The provided text consists solely of journal masthead and editorial board information, containing no clinical study data or findings.
Does P2Y12 inhibitor monotherapy reduce bleeding compared to aspirin monotherapy or continued DAPT after PCI?
This review provides clinical guidance on the emerging strategy of P2Y12 inhibitor monotherapy for antiplatelet de-escalation after PCI to reduce bleeding risk.

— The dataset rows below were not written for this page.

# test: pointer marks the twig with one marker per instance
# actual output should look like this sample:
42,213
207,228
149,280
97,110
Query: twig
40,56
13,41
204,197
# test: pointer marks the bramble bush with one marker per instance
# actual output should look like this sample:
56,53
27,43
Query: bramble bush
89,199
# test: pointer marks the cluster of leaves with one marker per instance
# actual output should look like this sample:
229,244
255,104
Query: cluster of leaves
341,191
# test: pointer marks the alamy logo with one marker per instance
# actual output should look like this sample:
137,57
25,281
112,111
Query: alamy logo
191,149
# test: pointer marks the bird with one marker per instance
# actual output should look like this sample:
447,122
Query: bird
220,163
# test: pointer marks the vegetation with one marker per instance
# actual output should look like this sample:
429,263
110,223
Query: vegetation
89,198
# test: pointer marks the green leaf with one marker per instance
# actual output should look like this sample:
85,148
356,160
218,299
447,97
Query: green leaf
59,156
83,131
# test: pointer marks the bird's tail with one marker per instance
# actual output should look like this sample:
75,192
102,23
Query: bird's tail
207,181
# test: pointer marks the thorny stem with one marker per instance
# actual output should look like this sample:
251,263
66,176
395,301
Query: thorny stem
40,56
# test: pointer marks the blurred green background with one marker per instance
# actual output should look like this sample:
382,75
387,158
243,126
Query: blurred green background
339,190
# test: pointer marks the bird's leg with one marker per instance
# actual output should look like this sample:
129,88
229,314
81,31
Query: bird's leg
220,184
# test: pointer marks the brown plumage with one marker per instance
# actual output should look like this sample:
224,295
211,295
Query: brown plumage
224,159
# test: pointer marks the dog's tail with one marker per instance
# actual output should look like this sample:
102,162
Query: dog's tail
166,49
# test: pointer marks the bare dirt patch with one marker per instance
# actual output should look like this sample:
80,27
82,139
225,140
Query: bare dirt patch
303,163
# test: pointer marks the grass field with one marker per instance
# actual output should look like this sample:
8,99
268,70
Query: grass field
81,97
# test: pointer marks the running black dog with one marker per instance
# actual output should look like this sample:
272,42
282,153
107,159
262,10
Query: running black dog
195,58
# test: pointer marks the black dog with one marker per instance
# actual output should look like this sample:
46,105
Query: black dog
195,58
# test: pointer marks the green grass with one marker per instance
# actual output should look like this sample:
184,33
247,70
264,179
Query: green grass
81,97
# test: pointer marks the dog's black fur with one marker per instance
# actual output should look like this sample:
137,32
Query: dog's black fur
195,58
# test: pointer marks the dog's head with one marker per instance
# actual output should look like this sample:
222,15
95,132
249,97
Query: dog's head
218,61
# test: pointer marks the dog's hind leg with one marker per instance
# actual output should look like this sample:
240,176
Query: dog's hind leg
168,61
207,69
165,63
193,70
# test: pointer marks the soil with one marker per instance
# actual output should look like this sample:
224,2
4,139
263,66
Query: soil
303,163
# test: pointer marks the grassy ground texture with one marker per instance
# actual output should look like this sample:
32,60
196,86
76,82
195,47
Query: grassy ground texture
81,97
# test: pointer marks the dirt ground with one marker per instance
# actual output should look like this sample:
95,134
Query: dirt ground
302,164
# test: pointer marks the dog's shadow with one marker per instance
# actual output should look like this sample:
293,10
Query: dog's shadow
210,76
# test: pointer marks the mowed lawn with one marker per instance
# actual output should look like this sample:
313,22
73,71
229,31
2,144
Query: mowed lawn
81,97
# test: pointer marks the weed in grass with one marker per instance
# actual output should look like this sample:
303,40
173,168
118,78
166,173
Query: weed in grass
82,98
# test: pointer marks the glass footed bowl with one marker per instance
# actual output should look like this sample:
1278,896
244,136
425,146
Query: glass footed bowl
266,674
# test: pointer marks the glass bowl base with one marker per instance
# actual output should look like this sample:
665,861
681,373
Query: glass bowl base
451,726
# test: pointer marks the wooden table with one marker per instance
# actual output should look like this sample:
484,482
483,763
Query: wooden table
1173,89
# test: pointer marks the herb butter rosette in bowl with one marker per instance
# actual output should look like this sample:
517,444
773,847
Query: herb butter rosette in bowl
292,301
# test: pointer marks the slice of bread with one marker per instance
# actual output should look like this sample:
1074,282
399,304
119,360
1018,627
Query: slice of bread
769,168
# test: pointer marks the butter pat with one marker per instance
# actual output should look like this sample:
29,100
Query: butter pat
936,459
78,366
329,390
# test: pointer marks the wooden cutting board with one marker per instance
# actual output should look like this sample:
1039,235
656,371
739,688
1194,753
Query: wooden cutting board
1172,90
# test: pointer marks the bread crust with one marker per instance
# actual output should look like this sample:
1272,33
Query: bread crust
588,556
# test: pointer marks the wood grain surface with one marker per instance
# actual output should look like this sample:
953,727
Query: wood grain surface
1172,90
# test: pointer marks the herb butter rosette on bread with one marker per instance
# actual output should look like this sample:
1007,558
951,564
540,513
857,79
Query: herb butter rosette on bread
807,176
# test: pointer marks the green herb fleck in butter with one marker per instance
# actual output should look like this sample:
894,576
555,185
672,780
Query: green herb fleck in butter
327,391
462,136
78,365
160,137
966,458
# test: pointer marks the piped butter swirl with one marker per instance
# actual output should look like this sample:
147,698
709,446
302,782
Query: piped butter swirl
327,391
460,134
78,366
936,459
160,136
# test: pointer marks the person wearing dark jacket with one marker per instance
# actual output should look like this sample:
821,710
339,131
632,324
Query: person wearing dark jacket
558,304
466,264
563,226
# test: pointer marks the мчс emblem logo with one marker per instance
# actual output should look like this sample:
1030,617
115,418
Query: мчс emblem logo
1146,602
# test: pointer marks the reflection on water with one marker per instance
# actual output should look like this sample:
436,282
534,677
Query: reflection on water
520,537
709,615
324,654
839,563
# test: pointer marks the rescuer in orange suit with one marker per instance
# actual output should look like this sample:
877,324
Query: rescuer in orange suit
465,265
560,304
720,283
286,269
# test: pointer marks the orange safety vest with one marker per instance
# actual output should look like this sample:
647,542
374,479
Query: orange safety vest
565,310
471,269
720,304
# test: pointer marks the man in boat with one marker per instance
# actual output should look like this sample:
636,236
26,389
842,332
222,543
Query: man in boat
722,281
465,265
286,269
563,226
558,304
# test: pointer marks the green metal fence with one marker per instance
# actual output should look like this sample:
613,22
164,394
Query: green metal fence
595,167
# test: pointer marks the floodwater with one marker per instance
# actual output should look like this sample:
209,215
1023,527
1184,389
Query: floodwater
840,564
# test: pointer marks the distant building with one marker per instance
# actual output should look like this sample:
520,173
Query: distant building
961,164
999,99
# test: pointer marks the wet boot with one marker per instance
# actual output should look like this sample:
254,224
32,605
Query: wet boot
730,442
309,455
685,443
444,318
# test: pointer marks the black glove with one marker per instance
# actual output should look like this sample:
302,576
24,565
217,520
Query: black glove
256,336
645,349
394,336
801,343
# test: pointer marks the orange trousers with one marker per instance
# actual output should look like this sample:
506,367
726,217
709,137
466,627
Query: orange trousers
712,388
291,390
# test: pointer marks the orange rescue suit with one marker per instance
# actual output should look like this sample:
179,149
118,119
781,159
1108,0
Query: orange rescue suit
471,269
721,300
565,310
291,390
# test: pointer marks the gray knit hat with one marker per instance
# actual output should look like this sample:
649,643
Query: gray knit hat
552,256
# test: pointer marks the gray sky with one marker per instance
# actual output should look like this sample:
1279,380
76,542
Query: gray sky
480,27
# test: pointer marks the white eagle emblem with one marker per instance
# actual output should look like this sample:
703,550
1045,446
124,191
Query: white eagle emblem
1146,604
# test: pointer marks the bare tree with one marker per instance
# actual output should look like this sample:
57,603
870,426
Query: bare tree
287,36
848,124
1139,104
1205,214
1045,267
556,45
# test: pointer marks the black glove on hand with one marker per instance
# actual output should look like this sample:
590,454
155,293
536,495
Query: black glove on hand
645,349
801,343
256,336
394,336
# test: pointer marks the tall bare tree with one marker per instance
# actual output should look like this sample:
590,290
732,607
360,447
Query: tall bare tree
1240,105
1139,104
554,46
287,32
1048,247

Antiplatelet therapy is considered essential for secondary prevention of ischemic heart disease. After percutaneous coronary intervention (PCI), temporary dual antiplatelet therapy (DAPT), a combination consisting of aspirin and an oral P2Y12 receptor blocker, is recommended. In the long term, this strategy results in more bleeding than antiplatelet therapy with aspirin alone. Therefore, to reduce bleeding, an increasing trend has been to keep DAPT as short as clinically acceptable, after which aspirin monotherapy is continued. Another option to diminish bleeding is to discontinue aspirin at the moment of DAPT cessation after PCI, and to continue on P2Y12 blocker monotherapy. This survey reviews the evidence on P2Y12 blocker monotherapy. Some clinical guidance will be provided on when and in whom P2Y12 inhibitor monotherapy may be applied after DAPT cessation following PCI.
Verheugt et al. (Fri,) conducted a review in Percutaneous Coronary Intervention. Platelet P2Y12 Inhibitor Monotherapy was evaluated. The provided text consists solely of journal masthead and editorial board information, containing no clinical study data or findings.